Pour évoquer le free, voici un des tout meilleurs albums dans ce style, certifié pépite du genre cuvée 1969, enregistré aux Studios « Bell Sound » de New York. Pourtant l’album ne paraîtra qu’en 1972, mais c’est de peu d’importance, cette musique, pourtant si ancrée dans son temps, est de toute évidence intemporelle. Pour tout dire elle me parle directement, comme si elle ne s’adressait qu’à moi, comme à un élément singulier d’un grand « tout » universel. Pas de mégalo, étant entendu qu’elle s’adresse à tout ceux qui font la démarche, le premier pas…
Un album essentiellement post-coltranien, avec une riche identité et des musiciens exceptionnels.

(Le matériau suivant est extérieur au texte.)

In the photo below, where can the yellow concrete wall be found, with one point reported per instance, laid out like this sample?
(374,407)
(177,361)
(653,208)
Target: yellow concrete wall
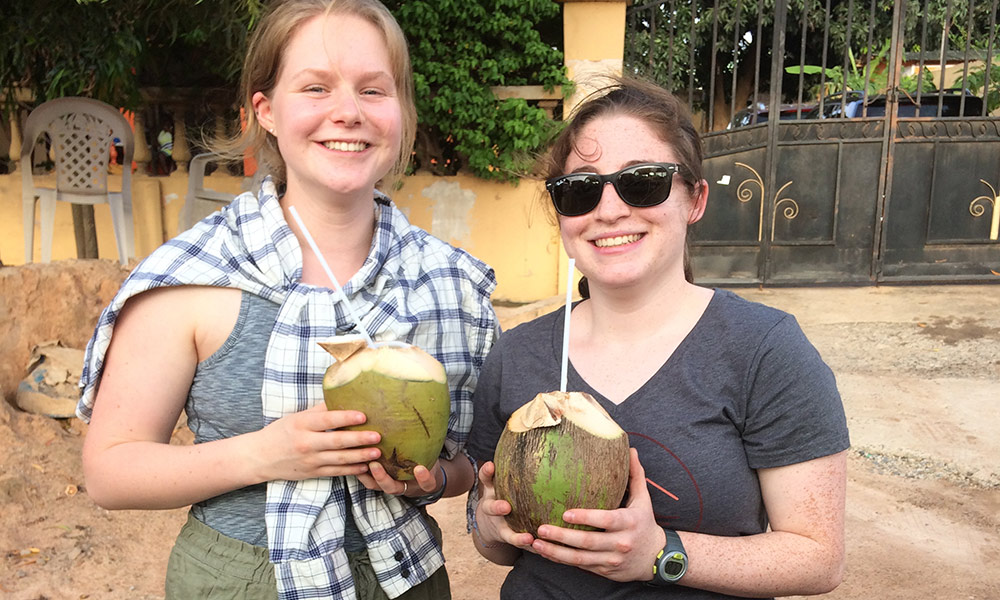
(504,225)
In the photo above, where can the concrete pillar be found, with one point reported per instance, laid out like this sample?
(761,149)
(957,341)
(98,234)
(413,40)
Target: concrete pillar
(15,139)
(593,44)
(593,48)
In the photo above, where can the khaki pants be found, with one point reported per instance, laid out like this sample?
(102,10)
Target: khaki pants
(207,565)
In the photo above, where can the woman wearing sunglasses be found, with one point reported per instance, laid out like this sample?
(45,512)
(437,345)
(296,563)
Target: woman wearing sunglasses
(738,435)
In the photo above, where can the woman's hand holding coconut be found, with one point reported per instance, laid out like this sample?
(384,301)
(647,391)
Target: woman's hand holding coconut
(492,534)
(314,443)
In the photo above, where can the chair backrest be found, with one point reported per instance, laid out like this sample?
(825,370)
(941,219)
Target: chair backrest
(81,131)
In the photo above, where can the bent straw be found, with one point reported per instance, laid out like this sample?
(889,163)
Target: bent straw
(329,273)
(569,306)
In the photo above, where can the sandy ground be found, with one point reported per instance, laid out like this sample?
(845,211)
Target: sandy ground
(919,370)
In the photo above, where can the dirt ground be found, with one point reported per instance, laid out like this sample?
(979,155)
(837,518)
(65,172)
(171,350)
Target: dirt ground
(919,370)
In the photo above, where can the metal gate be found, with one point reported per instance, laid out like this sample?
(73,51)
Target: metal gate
(898,180)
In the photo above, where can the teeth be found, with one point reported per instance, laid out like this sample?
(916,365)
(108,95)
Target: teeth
(346,146)
(617,241)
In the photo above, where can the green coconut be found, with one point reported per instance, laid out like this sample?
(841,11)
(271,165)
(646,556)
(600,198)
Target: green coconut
(402,389)
(560,451)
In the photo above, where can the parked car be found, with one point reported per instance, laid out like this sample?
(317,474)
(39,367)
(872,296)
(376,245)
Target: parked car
(745,117)
(952,105)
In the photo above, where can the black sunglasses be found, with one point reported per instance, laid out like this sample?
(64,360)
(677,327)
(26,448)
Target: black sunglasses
(642,185)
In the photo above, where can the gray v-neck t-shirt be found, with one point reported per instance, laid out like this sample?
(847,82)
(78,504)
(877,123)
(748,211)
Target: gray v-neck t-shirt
(745,390)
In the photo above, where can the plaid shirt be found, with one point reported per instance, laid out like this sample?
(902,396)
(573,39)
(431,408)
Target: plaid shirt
(412,287)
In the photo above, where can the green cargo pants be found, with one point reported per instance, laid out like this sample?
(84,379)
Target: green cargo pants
(207,565)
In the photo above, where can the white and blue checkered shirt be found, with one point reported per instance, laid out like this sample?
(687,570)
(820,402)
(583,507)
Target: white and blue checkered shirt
(412,287)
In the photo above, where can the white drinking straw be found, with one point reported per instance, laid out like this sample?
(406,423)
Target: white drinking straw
(569,306)
(329,273)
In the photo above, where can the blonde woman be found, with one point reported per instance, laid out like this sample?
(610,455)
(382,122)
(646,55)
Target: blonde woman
(222,322)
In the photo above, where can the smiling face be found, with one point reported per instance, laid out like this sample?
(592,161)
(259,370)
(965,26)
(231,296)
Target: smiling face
(617,245)
(334,109)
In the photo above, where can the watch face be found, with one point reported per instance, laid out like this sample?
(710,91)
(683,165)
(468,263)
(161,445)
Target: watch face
(673,567)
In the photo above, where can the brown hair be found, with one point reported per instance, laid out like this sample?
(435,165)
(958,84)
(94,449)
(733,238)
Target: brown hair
(649,103)
(262,64)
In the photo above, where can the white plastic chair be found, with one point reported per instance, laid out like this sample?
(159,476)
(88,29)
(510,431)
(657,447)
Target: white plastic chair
(198,195)
(81,131)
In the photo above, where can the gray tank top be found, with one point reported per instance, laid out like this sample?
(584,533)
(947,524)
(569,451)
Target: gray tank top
(224,401)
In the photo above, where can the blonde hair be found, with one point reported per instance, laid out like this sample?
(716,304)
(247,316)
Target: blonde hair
(265,51)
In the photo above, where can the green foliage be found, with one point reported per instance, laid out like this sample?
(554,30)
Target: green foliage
(976,82)
(672,42)
(109,49)
(459,49)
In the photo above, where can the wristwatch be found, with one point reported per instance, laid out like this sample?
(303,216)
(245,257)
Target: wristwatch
(671,563)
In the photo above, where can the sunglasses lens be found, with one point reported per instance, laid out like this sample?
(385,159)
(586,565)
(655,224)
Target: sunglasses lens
(645,185)
(576,194)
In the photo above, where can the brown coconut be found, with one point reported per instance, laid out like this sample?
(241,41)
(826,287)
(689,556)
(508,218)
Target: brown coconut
(560,451)
(402,390)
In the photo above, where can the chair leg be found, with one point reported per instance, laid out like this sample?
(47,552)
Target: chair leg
(28,214)
(47,217)
(121,221)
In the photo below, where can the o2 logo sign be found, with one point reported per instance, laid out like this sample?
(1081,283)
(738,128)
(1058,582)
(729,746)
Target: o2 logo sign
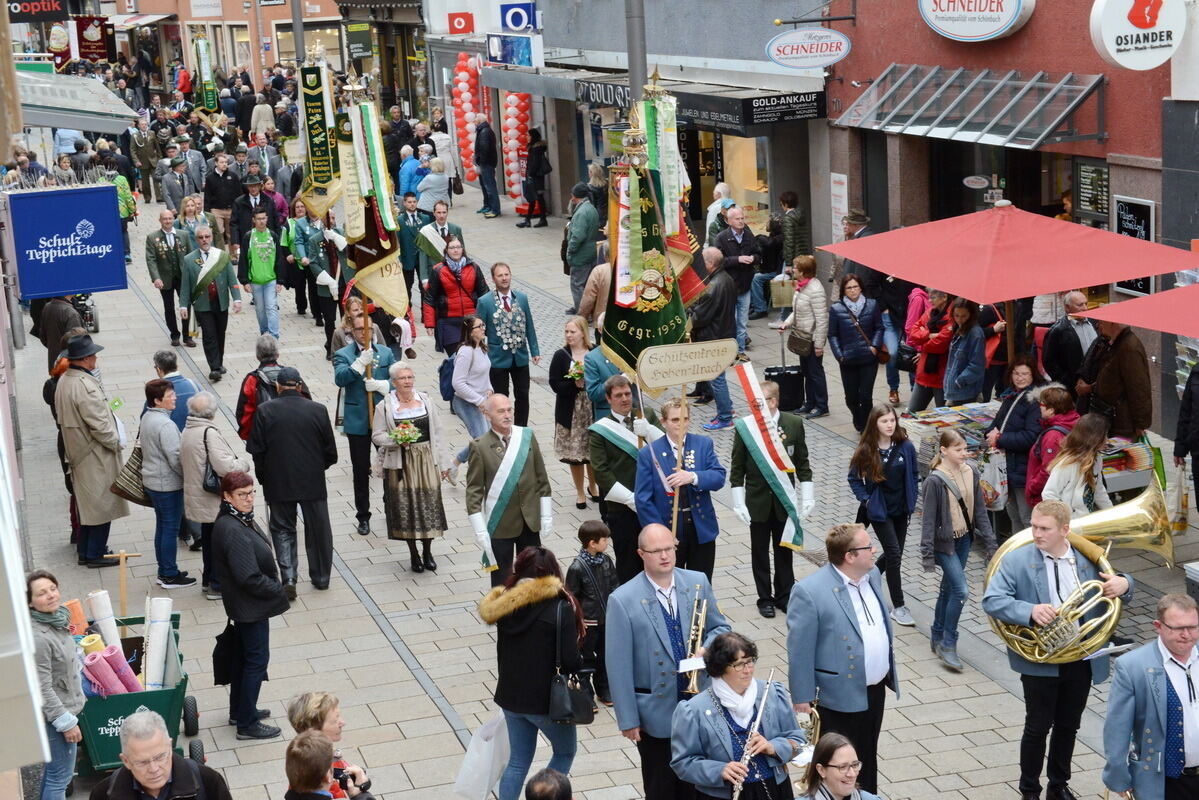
(518,17)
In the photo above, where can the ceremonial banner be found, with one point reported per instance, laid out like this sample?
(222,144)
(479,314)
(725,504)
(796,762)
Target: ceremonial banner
(321,184)
(206,98)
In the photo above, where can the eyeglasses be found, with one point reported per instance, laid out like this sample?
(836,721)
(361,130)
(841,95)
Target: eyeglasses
(157,761)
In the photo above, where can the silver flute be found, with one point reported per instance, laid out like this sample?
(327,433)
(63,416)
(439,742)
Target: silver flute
(753,729)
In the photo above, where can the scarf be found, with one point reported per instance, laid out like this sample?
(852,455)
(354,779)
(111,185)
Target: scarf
(741,707)
(60,619)
(243,517)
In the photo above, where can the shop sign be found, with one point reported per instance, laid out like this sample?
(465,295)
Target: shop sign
(36,11)
(1133,217)
(808,48)
(976,20)
(357,40)
(1140,37)
(62,253)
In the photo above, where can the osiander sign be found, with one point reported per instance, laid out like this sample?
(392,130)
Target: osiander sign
(1138,34)
(976,20)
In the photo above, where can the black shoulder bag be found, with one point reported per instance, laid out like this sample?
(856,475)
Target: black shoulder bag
(570,697)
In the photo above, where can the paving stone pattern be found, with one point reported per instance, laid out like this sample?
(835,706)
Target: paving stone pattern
(409,659)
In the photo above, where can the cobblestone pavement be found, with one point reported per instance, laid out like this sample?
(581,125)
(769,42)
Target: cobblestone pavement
(407,654)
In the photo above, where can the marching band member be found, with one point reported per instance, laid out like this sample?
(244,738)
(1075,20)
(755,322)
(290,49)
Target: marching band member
(1029,587)
(712,732)
(837,629)
(649,625)
(1151,732)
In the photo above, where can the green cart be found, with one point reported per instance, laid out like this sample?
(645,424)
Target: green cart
(102,716)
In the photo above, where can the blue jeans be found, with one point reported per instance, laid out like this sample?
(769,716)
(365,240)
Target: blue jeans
(891,338)
(759,299)
(719,388)
(487,184)
(523,743)
(266,306)
(742,320)
(953,591)
(168,512)
(474,420)
(60,769)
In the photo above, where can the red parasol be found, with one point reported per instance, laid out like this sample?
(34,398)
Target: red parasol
(1170,312)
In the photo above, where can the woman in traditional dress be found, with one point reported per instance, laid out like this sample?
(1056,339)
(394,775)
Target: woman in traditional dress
(572,409)
(411,444)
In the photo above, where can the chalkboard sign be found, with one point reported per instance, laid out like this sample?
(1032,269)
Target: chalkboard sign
(1133,217)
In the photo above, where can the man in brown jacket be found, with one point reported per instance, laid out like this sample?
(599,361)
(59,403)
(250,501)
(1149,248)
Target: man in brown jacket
(1121,390)
(92,438)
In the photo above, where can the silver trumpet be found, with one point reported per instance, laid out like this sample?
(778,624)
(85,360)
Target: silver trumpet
(753,729)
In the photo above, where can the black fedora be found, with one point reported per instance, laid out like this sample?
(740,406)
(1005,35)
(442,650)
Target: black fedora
(80,347)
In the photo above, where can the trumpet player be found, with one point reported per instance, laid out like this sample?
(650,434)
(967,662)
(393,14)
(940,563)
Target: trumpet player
(739,733)
(1151,732)
(650,631)
(1029,587)
(838,641)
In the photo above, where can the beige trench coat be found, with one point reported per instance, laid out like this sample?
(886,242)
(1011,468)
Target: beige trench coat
(92,445)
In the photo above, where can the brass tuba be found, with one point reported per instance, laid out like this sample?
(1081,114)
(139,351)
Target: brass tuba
(1140,523)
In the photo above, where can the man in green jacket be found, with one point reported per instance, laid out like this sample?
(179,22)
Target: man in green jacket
(580,241)
(209,286)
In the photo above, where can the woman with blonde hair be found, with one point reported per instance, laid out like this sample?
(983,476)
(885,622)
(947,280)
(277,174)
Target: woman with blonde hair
(809,319)
(1076,475)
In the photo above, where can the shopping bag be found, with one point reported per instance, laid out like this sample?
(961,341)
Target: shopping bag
(487,755)
(1178,500)
(993,480)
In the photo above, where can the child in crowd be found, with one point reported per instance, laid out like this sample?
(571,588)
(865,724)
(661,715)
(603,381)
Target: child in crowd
(591,578)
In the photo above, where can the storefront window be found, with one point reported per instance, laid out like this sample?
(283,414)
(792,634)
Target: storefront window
(327,35)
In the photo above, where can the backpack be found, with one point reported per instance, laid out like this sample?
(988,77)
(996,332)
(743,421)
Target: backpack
(445,378)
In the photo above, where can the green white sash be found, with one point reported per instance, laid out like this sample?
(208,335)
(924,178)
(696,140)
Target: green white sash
(504,485)
(778,481)
(620,435)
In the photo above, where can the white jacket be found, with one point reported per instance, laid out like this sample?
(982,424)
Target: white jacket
(1066,483)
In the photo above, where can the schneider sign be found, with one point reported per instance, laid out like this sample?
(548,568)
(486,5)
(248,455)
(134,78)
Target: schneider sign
(1138,34)
(976,20)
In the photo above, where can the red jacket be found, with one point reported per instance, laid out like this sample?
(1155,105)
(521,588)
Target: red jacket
(937,344)
(1044,450)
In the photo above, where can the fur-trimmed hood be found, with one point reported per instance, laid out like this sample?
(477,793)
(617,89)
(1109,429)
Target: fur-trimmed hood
(502,602)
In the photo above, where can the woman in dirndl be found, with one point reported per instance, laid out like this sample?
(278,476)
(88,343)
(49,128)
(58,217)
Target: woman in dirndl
(411,445)
(572,409)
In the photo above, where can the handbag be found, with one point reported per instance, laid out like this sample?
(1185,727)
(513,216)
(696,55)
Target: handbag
(880,353)
(128,480)
(211,482)
(570,697)
(800,342)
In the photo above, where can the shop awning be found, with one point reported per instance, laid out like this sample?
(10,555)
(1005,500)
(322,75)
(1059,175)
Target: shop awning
(71,102)
(128,22)
(1007,108)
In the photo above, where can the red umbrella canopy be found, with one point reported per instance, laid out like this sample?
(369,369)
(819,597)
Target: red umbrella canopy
(1170,312)
(1004,253)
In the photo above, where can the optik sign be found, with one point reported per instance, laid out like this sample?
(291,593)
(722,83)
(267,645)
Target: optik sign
(66,241)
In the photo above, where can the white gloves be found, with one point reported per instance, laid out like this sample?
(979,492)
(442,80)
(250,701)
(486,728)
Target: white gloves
(620,493)
(547,517)
(739,504)
(336,238)
(807,498)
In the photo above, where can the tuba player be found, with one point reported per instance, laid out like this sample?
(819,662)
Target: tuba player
(1029,587)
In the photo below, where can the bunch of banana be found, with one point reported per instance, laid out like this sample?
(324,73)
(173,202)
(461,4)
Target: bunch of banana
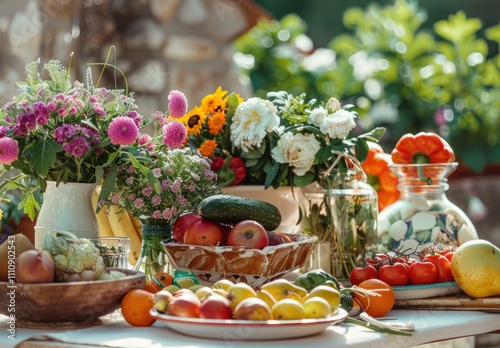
(113,223)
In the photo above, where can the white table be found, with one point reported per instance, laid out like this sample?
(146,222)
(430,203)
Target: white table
(430,325)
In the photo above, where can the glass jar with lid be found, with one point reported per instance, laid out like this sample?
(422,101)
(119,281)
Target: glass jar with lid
(423,215)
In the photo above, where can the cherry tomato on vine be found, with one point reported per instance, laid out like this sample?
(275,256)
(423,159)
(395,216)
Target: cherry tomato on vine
(394,273)
(443,266)
(449,255)
(377,260)
(362,273)
(422,272)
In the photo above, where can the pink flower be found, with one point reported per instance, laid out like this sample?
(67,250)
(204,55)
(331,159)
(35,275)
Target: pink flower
(174,134)
(147,141)
(9,150)
(76,146)
(123,131)
(177,104)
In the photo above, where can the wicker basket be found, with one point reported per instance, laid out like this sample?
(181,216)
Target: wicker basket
(239,264)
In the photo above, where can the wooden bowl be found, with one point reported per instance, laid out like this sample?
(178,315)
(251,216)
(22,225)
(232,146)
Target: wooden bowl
(66,305)
(240,264)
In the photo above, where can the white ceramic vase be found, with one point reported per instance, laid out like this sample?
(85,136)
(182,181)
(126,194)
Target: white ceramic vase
(284,198)
(68,207)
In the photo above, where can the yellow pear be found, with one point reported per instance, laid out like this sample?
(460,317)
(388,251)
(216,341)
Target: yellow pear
(252,308)
(317,307)
(288,309)
(476,268)
(331,295)
(280,288)
(238,292)
(266,297)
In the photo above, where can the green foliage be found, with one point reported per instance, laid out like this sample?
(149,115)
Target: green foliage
(397,74)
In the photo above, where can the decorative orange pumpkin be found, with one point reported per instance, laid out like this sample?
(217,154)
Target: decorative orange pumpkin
(380,177)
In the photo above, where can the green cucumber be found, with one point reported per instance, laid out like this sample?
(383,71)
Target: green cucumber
(229,209)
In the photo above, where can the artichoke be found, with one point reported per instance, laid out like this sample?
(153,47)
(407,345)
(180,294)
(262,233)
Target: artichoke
(76,259)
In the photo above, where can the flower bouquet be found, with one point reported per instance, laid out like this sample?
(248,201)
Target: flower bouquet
(180,180)
(289,140)
(63,131)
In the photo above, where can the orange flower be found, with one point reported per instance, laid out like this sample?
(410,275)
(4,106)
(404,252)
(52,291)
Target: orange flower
(216,122)
(380,177)
(207,147)
(214,102)
(194,120)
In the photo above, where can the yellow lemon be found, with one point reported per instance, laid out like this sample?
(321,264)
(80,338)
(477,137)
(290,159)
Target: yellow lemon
(238,292)
(317,307)
(288,309)
(331,295)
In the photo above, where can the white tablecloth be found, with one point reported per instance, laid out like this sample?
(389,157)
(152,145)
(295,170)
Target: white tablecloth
(430,326)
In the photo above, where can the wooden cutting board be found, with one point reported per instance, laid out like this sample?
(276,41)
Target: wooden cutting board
(452,302)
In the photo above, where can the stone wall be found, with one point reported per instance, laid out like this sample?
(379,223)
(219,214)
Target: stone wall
(159,45)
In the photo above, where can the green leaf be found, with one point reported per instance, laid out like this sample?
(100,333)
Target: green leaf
(457,28)
(109,183)
(43,154)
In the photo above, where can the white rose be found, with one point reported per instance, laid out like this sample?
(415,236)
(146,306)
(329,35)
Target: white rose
(298,150)
(252,121)
(339,124)
(317,116)
(333,105)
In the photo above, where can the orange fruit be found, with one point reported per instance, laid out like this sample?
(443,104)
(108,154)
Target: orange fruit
(376,306)
(135,307)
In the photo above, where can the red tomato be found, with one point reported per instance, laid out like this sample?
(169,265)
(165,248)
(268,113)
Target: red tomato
(422,272)
(443,266)
(394,274)
(449,255)
(377,260)
(362,273)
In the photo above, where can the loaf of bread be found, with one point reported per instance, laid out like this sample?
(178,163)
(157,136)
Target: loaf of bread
(240,264)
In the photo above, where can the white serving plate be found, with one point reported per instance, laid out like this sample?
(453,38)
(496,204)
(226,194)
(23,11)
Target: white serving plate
(410,292)
(248,330)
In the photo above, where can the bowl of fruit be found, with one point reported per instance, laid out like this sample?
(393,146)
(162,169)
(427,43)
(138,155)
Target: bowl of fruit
(239,311)
(233,238)
(61,289)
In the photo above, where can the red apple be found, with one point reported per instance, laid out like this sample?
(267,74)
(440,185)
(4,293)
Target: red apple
(286,238)
(184,306)
(216,306)
(203,232)
(182,223)
(274,238)
(248,233)
(225,232)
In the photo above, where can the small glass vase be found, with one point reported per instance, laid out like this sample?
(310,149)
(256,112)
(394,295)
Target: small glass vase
(153,258)
(342,210)
(423,216)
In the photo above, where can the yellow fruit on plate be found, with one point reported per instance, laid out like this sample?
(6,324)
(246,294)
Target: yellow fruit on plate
(288,309)
(317,307)
(238,292)
(331,295)
(475,265)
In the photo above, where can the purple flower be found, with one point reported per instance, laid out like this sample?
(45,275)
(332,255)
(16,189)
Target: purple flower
(64,132)
(174,134)
(177,104)
(136,117)
(147,141)
(156,200)
(76,146)
(139,203)
(123,131)
(9,150)
(3,131)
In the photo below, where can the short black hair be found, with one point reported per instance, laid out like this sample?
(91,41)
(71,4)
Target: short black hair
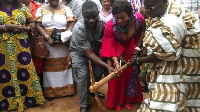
(89,5)
(122,6)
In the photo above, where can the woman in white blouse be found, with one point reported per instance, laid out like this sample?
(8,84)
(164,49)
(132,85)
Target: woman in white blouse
(57,76)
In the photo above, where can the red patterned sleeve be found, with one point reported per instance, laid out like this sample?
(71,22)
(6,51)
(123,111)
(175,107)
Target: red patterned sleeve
(110,47)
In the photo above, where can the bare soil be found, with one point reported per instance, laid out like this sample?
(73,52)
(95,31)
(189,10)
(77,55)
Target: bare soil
(71,104)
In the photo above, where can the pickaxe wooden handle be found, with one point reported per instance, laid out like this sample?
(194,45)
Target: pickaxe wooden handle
(97,85)
(92,81)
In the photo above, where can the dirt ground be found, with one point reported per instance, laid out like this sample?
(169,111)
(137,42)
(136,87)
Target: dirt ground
(70,104)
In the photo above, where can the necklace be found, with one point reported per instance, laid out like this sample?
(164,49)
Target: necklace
(123,30)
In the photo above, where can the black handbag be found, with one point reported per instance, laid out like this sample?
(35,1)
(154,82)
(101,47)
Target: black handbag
(56,35)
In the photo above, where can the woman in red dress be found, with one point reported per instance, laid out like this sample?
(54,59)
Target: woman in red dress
(121,36)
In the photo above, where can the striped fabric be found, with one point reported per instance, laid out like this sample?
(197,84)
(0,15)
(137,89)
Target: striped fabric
(174,82)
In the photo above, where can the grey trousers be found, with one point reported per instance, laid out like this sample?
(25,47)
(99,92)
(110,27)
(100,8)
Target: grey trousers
(83,79)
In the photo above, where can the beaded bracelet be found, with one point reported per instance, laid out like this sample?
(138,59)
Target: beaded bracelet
(4,27)
(116,63)
(136,60)
(138,49)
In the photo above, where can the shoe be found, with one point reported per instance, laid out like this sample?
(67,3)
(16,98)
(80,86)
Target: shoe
(118,108)
(84,109)
(50,98)
(100,95)
(128,106)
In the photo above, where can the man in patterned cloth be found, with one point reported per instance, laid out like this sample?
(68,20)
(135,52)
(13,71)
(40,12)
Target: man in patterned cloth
(172,43)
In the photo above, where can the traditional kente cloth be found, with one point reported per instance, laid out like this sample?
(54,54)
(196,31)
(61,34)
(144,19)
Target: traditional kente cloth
(19,83)
(174,83)
(58,79)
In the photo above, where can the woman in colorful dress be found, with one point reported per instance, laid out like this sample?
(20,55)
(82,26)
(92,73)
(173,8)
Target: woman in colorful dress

Je vous ai déjà parlé de Noah Howard lors du magnifique album « Live In Europe - Vol. 1 » qui mérite beaucoup plus qu’une simple écoute de « Olé ». Il compose les quatre titres ici et joue de son alto magique. L’autre phénomène ici, c’est l’incroyable Arthur Doyle et son ténor dont il réinvente le son, en lui faisant décliner toutes les variations du cri, l’expérience est unique, à vivre ici.
Earl Cross à la trompette, en telle compagnie, ne peut que se dépasser en offrant le meilleur de lui-même, il se hisse, géant ! Leslie Waldron est incroyable au piano, l’impeccable Norris Jones à la basse, le frère de Rashied, Mohammed Ali à la batterie et Juma Sultan aux percussions, c’est bien celui qui joua aux côtés de Jimi Hendrix.
Perso j’aurais tendance à qualifier un tel album de chef d’œuvre, et d’y entendre plus de « spiritual music » et de sincérité qu’ailleurs.